2. Mme Herbaud.
De l’impasse subie à l’impasse entretenue.

‘« ... Demain tout changera, demain. Soudain il découvre que demain sera semblable et après demain, tous les autres jours. Et cette irrémédiable découverte l’écrase. Ce sont de pareilles idées qui font mourir. Pour ne pouvoir les supporter, on se tue... »
Albert Camus, L’ironie, in L’envers et l’endroit.’

L’entretien servant de base à l’analyse de ce deuxième cas a été particulièrement difficile dans la mesure où je n’ai jamais eu l’impression d’instaurer un réel échange avec Mme Herbaud, mais plutôt de la soumettre à des questions auxquelles elle a répondu très brièvement, parfois par monosyllabes, en donnant sans cesse l’impression d’avoir hâte d’en finir. Loin des entretiens non-directifs caractéristiques des autres rencontres, il ne constitue pas le récit d’un parcours activement construit par un sujet et ponctuellement soutenu par les reformulations d’un clinicien, mais une quête d’informations par un chercheur confronté à une série de longs silences vécus contre-transférentiellement comme des vides exempts de tout travail psychique et tentant de relancer de plus en plus laborieusement un désir de parole et de témoignage.

La faible quantité de matériel recueilli m’a longtemps fait hésiter à utiliser cette situation comme une observation significative pour ma recherche.
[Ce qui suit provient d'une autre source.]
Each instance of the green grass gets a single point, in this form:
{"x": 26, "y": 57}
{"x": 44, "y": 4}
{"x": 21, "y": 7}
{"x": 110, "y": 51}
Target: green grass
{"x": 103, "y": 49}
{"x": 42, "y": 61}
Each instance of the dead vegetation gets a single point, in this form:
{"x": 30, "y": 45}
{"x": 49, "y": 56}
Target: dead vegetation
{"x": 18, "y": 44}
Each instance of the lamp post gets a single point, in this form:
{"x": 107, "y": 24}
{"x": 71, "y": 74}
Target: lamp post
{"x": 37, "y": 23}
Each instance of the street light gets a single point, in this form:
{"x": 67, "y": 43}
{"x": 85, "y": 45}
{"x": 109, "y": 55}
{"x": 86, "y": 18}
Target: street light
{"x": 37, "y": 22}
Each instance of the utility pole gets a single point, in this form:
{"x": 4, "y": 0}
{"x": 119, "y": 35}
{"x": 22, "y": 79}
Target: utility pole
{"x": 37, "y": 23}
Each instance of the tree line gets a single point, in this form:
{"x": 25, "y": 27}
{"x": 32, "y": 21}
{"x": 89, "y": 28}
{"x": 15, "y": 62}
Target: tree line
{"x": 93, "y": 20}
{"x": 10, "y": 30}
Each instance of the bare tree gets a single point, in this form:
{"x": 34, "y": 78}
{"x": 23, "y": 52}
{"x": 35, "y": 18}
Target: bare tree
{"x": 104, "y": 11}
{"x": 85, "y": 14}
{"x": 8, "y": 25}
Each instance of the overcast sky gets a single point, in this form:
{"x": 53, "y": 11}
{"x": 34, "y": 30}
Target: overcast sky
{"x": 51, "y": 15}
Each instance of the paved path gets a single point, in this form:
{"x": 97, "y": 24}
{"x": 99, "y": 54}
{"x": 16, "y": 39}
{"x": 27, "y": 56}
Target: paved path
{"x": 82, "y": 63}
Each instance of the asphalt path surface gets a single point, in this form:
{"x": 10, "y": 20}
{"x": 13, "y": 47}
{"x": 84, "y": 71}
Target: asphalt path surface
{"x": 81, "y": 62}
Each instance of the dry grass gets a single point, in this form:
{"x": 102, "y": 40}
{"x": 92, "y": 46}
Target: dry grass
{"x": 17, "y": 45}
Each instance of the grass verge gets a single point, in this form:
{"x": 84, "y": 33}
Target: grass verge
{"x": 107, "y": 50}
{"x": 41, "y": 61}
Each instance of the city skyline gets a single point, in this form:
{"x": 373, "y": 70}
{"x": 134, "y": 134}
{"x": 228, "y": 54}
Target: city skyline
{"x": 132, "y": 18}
Le caractère soporifique des premières lectures de la transcription de l’échange m’a également poussée dans un premier temps à l’écarter de mes données cliniques. Il m’a toutefois secondairement paru suffisamment puissant pour mériter que j’en cherche le sens. Je me suis donc contrainte à dépasser le désir de rejet d’un matériel asensé pour rester ouverte et réceptive au déploiement d’un sens potentiel.471 Il m’a semblé possible d’articuler cette tentative d’interprétation autour de différents blocages caractérisant cette situation : blocage de la parole de Mme Herbaud, blocage de ma pensée pendant l’entretien, blocage de mes capacités élaboratives après-coup. Cette articulation s’est en fait effectuée autour du qualificatif « bloqué » utilisé de manière particulièrement répétitive par Mme Herbaud pour décrire sa situation comme si se condensait dans ce terme son désir de communiquer la détresse qui l’habite et son impossibilité à y parvenir. Le mot « bloqué » semble en fait se substituer à toute tentative langagière plus élaborée et plus apte à transmettre ce qu’elle vit vraiment, mais il apparaît aussi comme un indice de ce qui cherche à se dire.472 La présentation de ce cas restera, malgré cet effort de mise en sens, très succincte, et le caractère très hypothétique des commentaires interprétatifs ne devra pas être oublié.

Notes
471.

J’emprunte les termes d’A. Ciccone dans son ouvrage « L’observation clinique » (1998). « Laisser se déployer un sens potentiel suppose d’être ouvert et réceptif à cette potentialité, de ne pas décider d’avance du sens ou du non-sens d’un événement ». p 104.

472.

Outre les associations et les dissociations, certains signes du discours auront valeur d’indice, attirant l’attention sur « leur fonction significative. Par exemple, un mot ou une expression revenant fréquemment témoignera d’un contenu préconscient qui cherche à se manifester » A. Ciccone, L’observation clinique, p 66.